Cellulari che scottano. E’ la patologia che preoccupa di più, con una percentuale di malati del 4,5-5%: una vera e propria sindrome che colpisce soprattutto i giovanissimi, tra i 13 e i 16 anni. Da un’indagine del Codacons svolta su 300 volontari, metà uomini e metà donne, di età compresa tra i 20 e i 60 anni residenti nelle varie località d’Italia, è risultato che ben il 70% dei soggetti non può fare a meno del cellulare e che modifica il proprio comportamento quando è impossibile usare il telefonino. Di questi, il 35% ha mostrato tic di natura nervosa, mai evidenziati prima, come ad esempio mettersi le mani in tasca continuamente, guardare spesso l’orologio, fino ad arrivare – ed è il caso di molti giovani – a controllare ossessivamente gli sms ricevuti oppure a svegliarsi durante la notte per spedirli. Questo, secondo gli esperti, può essere un sintomo di una dipendenza da sms, che porta a seri disturbi fisiologici.

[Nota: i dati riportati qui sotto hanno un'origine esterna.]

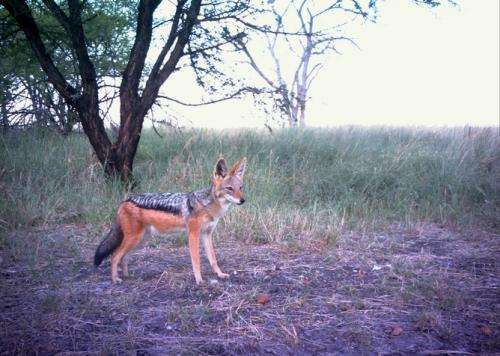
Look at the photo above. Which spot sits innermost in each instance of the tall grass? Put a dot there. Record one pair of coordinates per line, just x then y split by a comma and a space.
299, 183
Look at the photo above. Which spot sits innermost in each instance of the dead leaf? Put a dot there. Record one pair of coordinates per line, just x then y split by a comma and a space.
263, 299
396, 330
486, 330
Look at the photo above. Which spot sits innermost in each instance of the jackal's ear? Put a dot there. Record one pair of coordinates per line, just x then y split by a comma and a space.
238, 170
220, 170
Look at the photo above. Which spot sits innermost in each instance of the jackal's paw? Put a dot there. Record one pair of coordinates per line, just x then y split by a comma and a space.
117, 280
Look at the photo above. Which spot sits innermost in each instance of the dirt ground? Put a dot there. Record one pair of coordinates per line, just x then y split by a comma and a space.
428, 290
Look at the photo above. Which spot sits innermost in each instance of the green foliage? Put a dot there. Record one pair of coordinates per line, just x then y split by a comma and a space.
299, 183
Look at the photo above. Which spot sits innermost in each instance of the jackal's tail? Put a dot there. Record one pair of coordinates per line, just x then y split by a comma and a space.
110, 243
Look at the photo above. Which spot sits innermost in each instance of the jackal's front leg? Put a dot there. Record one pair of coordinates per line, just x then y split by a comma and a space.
210, 252
194, 229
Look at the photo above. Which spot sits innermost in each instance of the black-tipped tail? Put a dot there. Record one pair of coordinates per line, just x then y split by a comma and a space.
110, 243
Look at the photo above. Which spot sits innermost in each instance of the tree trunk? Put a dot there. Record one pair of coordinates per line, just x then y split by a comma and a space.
3, 115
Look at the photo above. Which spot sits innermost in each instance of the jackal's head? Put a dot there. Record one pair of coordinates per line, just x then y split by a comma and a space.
228, 184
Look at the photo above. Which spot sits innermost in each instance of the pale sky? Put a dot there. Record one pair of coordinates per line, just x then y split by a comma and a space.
415, 66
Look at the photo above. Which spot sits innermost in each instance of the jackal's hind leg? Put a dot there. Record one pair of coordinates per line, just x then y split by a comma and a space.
129, 242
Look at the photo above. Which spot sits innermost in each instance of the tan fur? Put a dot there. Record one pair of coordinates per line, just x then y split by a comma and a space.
200, 224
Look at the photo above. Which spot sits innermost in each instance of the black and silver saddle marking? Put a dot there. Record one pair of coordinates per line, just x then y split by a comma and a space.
167, 202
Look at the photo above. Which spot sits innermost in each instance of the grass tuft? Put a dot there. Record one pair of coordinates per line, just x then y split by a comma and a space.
310, 183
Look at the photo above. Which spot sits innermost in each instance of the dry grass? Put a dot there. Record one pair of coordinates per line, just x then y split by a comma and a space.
428, 289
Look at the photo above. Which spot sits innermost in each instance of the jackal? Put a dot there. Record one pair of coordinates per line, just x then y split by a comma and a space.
196, 212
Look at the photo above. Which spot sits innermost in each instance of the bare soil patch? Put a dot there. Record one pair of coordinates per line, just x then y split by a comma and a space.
428, 290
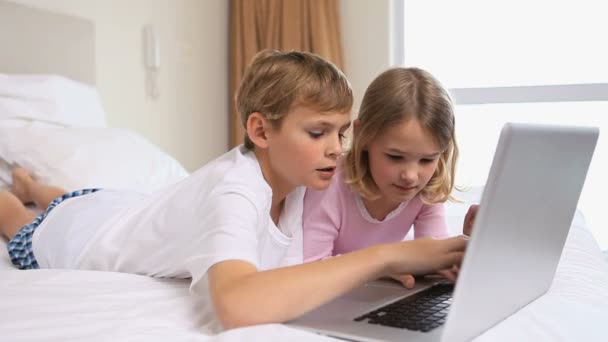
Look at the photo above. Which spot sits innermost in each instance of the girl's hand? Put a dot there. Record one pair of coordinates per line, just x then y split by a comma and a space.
469, 219
423, 256
407, 280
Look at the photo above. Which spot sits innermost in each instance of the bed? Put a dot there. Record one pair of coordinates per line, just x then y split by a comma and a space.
64, 305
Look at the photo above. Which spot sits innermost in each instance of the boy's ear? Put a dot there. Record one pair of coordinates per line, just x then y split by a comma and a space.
256, 129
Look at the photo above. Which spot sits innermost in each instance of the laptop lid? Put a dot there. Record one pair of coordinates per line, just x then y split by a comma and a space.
525, 213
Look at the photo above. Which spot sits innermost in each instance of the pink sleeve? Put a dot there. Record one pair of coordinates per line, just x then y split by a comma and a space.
431, 221
321, 222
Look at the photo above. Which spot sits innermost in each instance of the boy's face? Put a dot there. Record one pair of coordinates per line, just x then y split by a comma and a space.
305, 148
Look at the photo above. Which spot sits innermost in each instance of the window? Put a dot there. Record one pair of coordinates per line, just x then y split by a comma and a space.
524, 61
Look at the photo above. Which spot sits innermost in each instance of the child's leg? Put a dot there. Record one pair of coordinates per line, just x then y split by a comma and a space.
29, 190
13, 214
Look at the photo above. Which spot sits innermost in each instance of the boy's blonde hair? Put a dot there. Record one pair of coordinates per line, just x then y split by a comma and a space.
395, 96
276, 82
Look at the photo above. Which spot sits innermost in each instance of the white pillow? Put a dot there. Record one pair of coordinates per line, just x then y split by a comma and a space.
50, 98
77, 158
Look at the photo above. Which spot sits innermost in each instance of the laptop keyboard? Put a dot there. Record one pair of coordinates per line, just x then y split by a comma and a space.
422, 311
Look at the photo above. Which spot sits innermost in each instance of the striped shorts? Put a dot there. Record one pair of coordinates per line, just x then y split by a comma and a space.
20, 246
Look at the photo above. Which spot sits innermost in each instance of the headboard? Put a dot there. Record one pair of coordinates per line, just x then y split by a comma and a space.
43, 42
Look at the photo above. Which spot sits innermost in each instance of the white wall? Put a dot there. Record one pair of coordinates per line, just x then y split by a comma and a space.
190, 118
366, 35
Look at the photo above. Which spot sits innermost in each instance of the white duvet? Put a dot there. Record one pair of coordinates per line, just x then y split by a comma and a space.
65, 305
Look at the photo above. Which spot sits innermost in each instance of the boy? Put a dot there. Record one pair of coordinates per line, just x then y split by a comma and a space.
235, 225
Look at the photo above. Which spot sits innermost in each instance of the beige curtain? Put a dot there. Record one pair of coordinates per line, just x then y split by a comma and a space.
304, 25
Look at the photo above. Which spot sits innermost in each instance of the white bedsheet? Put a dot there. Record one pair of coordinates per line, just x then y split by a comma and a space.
64, 305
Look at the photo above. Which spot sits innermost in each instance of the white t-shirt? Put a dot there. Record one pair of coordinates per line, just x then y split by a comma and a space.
221, 212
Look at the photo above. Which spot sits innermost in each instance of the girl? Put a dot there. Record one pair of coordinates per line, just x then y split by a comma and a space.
398, 172
234, 226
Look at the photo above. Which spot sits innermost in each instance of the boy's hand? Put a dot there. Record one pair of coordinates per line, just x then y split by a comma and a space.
423, 256
469, 219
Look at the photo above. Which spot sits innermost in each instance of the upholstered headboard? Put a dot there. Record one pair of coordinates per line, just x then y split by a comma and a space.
42, 42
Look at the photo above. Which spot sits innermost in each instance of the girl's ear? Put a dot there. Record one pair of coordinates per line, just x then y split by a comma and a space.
356, 125
256, 129
356, 131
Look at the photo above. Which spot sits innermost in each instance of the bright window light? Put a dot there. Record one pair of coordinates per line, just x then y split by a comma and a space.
489, 45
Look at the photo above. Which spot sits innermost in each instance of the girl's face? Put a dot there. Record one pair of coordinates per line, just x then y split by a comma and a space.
402, 160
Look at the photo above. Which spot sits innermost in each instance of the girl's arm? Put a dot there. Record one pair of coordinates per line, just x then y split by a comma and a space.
243, 296
321, 223
431, 222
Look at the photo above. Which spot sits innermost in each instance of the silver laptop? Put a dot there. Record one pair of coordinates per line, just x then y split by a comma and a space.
525, 214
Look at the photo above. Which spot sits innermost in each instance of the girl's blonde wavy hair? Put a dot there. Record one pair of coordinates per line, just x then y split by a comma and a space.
276, 81
395, 96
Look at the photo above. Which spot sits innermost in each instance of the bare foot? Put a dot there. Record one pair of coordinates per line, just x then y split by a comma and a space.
21, 184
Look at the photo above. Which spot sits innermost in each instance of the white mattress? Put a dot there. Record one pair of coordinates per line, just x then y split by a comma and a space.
64, 305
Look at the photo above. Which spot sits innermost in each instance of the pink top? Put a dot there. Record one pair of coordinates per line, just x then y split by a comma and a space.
335, 221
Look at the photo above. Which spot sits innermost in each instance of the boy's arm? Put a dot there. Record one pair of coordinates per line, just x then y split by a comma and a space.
243, 296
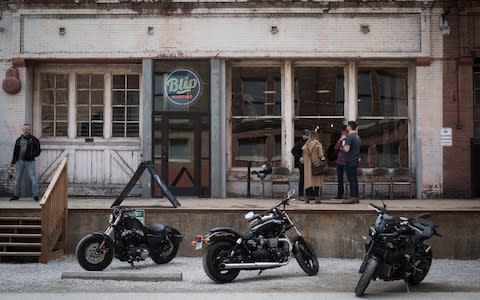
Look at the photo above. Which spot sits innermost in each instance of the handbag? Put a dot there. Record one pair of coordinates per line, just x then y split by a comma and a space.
319, 167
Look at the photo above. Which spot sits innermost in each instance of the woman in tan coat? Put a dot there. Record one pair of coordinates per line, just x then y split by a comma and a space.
312, 150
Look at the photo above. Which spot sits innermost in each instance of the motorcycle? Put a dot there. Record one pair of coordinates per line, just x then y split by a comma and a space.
129, 240
395, 249
265, 245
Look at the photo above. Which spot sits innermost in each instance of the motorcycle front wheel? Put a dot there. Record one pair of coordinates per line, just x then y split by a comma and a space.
306, 257
366, 277
421, 268
163, 257
217, 254
94, 252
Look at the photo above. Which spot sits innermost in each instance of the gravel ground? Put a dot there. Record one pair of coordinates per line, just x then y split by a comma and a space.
335, 275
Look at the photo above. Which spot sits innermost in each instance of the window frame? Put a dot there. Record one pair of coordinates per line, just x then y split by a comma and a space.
108, 70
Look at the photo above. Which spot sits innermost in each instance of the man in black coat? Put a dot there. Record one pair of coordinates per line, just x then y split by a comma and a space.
26, 148
297, 153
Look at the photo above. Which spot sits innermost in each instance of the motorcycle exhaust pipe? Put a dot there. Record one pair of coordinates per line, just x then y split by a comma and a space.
258, 265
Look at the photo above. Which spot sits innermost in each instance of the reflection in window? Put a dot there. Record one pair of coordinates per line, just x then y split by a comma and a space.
384, 143
90, 91
54, 104
319, 91
126, 105
382, 92
256, 111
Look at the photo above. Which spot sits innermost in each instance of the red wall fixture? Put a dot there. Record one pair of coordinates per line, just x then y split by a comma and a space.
11, 84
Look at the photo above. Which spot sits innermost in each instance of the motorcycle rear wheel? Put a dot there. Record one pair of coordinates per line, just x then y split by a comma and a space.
422, 268
166, 256
94, 252
366, 277
306, 257
215, 255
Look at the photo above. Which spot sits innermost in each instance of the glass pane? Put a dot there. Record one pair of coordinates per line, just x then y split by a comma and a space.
61, 81
47, 97
62, 113
118, 129
97, 81
133, 129
319, 91
47, 113
83, 113
384, 143
47, 81
62, 129
383, 92
133, 82
119, 82
97, 97
83, 81
47, 128
83, 97
118, 114
61, 97
256, 92
97, 129
133, 98
132, 113
118, 98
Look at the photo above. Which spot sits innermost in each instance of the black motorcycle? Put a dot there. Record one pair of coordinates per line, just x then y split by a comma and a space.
128, 240
265, 246
395, 249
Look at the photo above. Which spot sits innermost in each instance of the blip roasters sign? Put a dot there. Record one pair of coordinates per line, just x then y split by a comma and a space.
182, 87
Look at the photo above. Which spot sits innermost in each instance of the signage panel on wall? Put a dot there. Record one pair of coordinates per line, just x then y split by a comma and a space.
182, 87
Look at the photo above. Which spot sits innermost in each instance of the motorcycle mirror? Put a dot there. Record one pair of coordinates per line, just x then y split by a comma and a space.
249, 215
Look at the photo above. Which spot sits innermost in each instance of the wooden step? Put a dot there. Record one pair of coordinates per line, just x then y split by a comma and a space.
20, 235
17, 244
20, 226
20, 253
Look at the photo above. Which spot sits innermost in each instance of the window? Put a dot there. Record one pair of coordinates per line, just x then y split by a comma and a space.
320, 104
383, 117
104, 101
90, 106
256, 115
126, 105
54, 104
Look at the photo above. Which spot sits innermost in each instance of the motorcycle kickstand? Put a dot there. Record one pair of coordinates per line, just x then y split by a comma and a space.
407, 286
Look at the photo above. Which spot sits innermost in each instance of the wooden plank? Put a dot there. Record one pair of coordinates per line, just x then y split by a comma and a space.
20, 226
14, 244
19, 253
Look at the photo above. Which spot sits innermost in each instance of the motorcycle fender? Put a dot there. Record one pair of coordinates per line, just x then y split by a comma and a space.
221, 235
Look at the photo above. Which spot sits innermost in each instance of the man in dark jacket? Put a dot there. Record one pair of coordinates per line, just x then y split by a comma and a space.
297, 153
26, 148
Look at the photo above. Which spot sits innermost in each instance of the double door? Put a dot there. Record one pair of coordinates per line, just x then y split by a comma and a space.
181, 147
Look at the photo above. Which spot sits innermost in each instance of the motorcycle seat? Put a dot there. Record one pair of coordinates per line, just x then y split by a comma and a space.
231, 230
156, 228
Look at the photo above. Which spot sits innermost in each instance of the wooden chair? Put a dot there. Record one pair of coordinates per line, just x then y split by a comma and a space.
402, 177
280, 176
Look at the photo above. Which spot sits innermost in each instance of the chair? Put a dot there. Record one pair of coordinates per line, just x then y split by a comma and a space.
402, 177
380, 177
280, 176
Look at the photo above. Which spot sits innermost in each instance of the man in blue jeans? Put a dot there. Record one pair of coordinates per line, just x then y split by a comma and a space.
352, 155
27, 147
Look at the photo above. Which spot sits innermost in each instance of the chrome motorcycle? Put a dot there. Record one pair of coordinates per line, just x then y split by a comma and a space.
395, 249
265, 245
129, 240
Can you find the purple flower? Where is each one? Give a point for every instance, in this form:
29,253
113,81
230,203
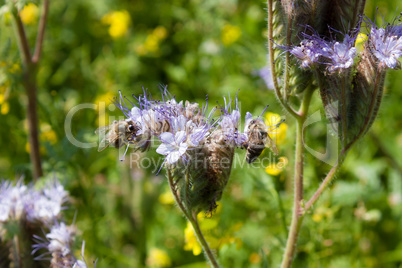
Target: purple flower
173,146
308,52
61,238
387,45
46,205
13,200
58,242
317,50
341,55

La droga del lavoro. Fra le dipendenze più subdole c’è la “work addiction”. Il manager che arriva a lavorare fino a 22 ore al giorno, il dipendente che passa 15 ore al lavoro e racconta alla moglie di essere stato in palestra per nascondere il suo comportamento. Sono solo alcuni casi di Workaholics, i “drogati del lavoro”. “Aziende grandi e piccole, istituzioni pubbliche e private ci chiedono aiuto”, dice Guerreschi. “Questo comportamento ossessivo-compulsivo nasce come dipendenza che noi chiamiamo “ben vestita”, appartenente soprattutto a colletti bianchi e manager. Queste persone quando entrano in azienda vengono magnificate perché si impegnano molto, ma l’impegno diventa presto una malattia. I disturbi sono psichici e di tipo organico. Mangiano e bevono poco fino ad arrivare a un deperimento organico. Sull’altro fronte accusano ansia, agorafobia e soprattutto depressione”. I malati in Emilia Romagna sono il 5% della popolazione, una percentuale sicuramente meno preoccupante rispetto a quella registrata all’estero come, ad esempio, in Israele, con il 10%, e in Giappone, con il 21% di “malati da lavoro” e 90 morti l’anno.